Submitted by JeromesNiece t3_10uoakb in personalfinance

It always made intuitive sense to me that taking out a mortgage would generally be a better financial decision than renting, given that a mortgage is kind of like a rent payment with the difference being that some portion of your mortgage is going toward building equity wealth, and at the end of the lease term you now don't have to worry about rent any more.

But I had also heard various people say that it can actually be better in the long term to rent and invest the down payment and any cost savings into stock index funds.

To see how that might be possible, I ran the numbers in an excel spreadsheet with inputs from averages in my metro area (Atlanta, Georgia) and relevant national averages.

Inputs:

  • Starting home value: $359,500 (median home value in Atlanta metro area)
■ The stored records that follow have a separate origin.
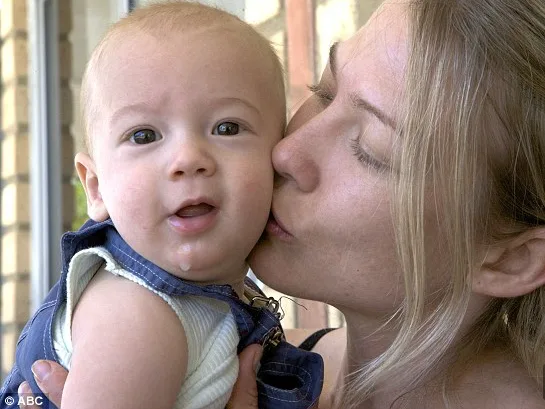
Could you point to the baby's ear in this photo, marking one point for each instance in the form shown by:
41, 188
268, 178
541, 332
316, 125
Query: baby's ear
514, 268
85, 166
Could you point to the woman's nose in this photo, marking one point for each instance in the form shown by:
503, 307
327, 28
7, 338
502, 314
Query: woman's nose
294, 159
192, 158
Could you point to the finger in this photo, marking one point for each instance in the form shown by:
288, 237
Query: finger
244, 395
23, 391
50, 377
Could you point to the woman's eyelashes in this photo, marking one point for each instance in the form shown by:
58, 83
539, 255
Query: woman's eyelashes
325, 96
365, 158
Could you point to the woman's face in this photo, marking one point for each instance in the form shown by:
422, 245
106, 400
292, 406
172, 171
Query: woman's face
331, 237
  • Down payment: 10% of starting home value

  • Mortgage term: 30 years

  • Mortgage rate: 6.09% (current national average for 30-year fixed rate mortgages, per Freddie Mac)

  • Annual home value increase: 4.39% (average annual increase in Case-Shiller index since 1987)

  • Annual investment return: 9.5% (average nominal total return of S&P 500 for the past ~100 years)

  • Private mortgage insurance rate: 0.58%

  • Property tax rate: 1.62% (city of Atlanta rate millage rate at assessed value of 40% of fair market value)

  • Annual home maintenance costs: 1.5% of home value

  • Price-to-rent ratio: 18.25 (taken from dividing the median home price by the median rent payment in the Atlanta metro area, per Census Bureau, 2021)

  • Long-term inflation rate: 2.5%

Assumptions:

  • The hypothetical renter invests the would-be home down payment in a stock index fund returning 9.5% annually, and invests monthly the difference between the homeownership cost and the rental cost, if there is one.

  • After the mortgage is paid off, if the homeownership costs are less than the rental cost, the homeowner invests the difference in the same stock investment

  • Total cost of homeownership equal to PMI expense plus mortgage expense plus property tax expense plus home maintenance expense plus homeowners insurance minus mortgage interest tax deduction benefit.

  • PMI is required until home equity is equal to 20% of the initial home price

  • The price-to-rent ratio stays constant

  • Refinancing is not an option

  • Homeowners insurance expense equal to $116 monthly (current Georgia average), then increases at the rate of inflation thereafter

  • Mortgage interest deduction tax benefit calculated as the amount of interest paid net of the standard deduction for a single filer at a marginal rate of 24%, with the standard deduction creasing at the rate of inflation

  • The renter and the homeowners continue their strategy until retirement age (in my case, when I'm 65 in 2061). I consider this the logical stopping point, as the renter retiree could likely buy a home with his proceeds if he wanted.

Output:

Note: assets are not adjusted for inflation so are 2053 and 2061 dollars, respectively. Also, these are only assets related to the home ownership investment strategy, not retirement savings.

  Renter Buyer
Assets at end of loan term $2,783,545 $1,350,587
Retirement age assets $5,934,204 $2,331,171

As you can see, renting is currently more than twice as good as buying the same home with present interest rates, home values, and cost of renting. You have to lower the mortgage interest rate to 2.2% or lower the price-to-rent ratio to 14 for buying to make more sense than renting in this market, from a purely financial point of view.

Let me know if I made some mistakes in my reasoning or made incorrect assumptions somewhere.